Sabine Welte-Hauff: „Wir sind total stolz.“

Aspachs Bürgermeisterin Sabine Welte-Hauff ist begeistert: „Wir sind total stolz und schätzen den Einsatz der vielen Ehrenamtlichen. Und für die Fahrgäste ist es toll, von zu Hause abgeholt zu werden.“ Dabei gehe es nicht allein um den Transport, sondern auch darum, dass die Fahrer nebenbei ein offenes Ohr für die älteren Leute haben. „Die menschlichen Verbindungen, die da entstehen, sind unheimlich schön. Von einer Fahrerin habe ich gehört, dass sie ihre Tätigkeit als unglaublich bereichernd empfindet“, berichtet die Bürgermeisterin.

Alle Beteiligten hoffen, dass der Bürgerfahrdienst nach Ablauf der einjährigen Pilotphase weitergeführt werden kann. „Durch die Sicherstellung der Mobilität ermöglichen wir mehr Teilhabe“, betont Jürgen Wuthe. Im Sommer werde ein Bericht mit einer Aufstellung der Kosten des Projekts verfasst und den Gemeinderäten vorgestellt. „Dann müssen sie neu definieren: Was können und wollen wir dafür ausgeben“, kündigt Wuthe an. Und Philip Beveridge bekräftigt: „In einem Jahr wollen wir das weiterführen. Manche Fahrgäste spenden etwas; im Übrigen fragen wir gerade bei den örtlichen Firmen wegen Sponsorings an.“ Denn obwohl alle Beteiligten ohne Bezahlung arbeiten, fallen doch gewisse Kosten an.

Mitarbeiter werden gesucht, die ein paar Stunden investieren können

Bisher haben 24 Aspacher Bürger die Dienste des Bürgerbusses in Anspruch genommen, jede Woche kommen zwei bis drei neue Fahrgäste dazu. Deshalb werden weitere Mitarbeiter gesucht, die bereit sind, ein paar Stunden ihrer Zeit in die gute Sache zu investieren.
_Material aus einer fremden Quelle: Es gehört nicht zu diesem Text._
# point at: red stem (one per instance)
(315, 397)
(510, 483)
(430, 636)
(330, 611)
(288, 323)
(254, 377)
So wie Udo Ludäscher aus Allmersbach am Weinberg, der seit dem 1. September im Ruhestand ist und gleich beim Bürgerfahrdienst eingestiegen ist. „Ich habe im Leben viel Glück gehabt: ein gutes Elternhaus, ein guter Beruf, gesunde Kinder. Jetzt will ich was zurückgeben und mich in einem sozialen Projekt engagieren“, erläutert er seine Beweggründe.

Wer kann wie und wann den Bürgerfahrdienst in Anspruch nehmen?
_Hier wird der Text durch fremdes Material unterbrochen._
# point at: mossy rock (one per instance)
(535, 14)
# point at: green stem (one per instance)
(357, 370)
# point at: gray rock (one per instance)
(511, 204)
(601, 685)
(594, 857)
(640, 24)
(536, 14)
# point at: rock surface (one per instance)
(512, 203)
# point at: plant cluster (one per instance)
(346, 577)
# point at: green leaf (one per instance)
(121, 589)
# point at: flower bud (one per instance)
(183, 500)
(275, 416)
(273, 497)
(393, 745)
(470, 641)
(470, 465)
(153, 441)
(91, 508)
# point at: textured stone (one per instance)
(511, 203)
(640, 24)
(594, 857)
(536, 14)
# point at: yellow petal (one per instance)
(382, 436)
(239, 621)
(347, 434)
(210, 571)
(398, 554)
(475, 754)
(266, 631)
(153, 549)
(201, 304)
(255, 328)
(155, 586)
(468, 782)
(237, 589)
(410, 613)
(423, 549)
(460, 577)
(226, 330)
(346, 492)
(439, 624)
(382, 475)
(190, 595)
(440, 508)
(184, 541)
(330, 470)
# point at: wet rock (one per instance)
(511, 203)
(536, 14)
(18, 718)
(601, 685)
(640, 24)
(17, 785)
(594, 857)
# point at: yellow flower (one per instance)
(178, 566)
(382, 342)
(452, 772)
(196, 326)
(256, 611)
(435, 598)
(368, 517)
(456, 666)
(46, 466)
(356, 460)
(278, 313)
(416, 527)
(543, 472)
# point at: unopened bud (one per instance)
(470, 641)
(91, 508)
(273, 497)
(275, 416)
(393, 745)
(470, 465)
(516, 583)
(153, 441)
Personenkreis Berechtigt sind Seniorinnen und Senioren sowie andere in ihrer Mobilität eingeschränkte Personen, die den öffentlichen Nahverkehr nicht oder nur mit erheblichem Aufwand nutzen können. Außerdem in Einzelfällen Personen ohne eigenes Fahrzeug und solche, die derzeit kein Auto fahren können.

Fahrzwecke Der Fahrdienst steht für Arzt- und Physiotherapietermine in Aspach, Backnang und Oberstenfeld zur Verfügung, die nicht über die Krankenkasse abgerechnet werden können. Innerhalb Aspachs für Krankenbesuche, für einen Besuch der Ortsbücherei und die Teilnahme an öffentlichen Veranstaltungen, für einen Besuch bei Freunden und Verwandten, für die Erledigung von Einkäufen und Friseurtermine.
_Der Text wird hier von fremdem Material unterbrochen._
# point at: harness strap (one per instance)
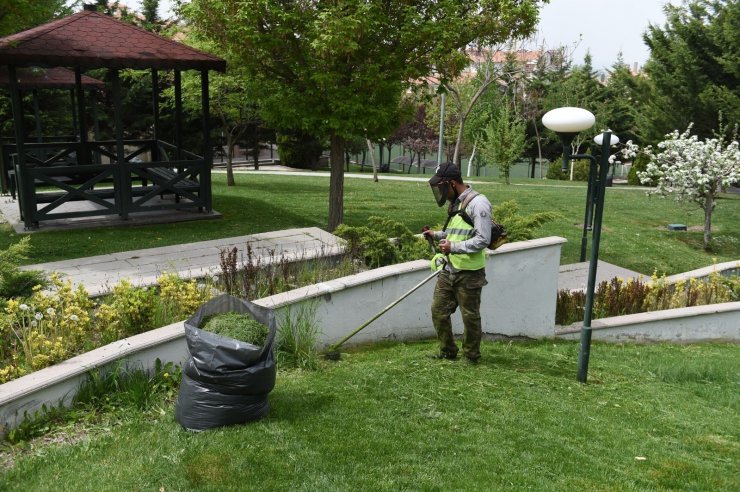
(451, 212)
Fahrzeiten Von Haustür zu Haustür innerhalb der Gemeinde Aspach mit allen Ortsteilen zu Arztbesuchen auch nach Backnang und Oberstenfeld von Montag bis Freitag von 9 bis 17 Uhr

Anmeldung Die Fahrt kann telefonisch bis spätestens 12 Uhr am Werktag vor der geplanten Fahrt angemeldet werden. Fahrtwünsche werden von Montag bis Freitag von 9 bis 12 Uhr unter Telefon 0151/50829012 entgegengenommen. Vom 24. Dezember bis zum 8. Januar pausiert der Fahrdienst.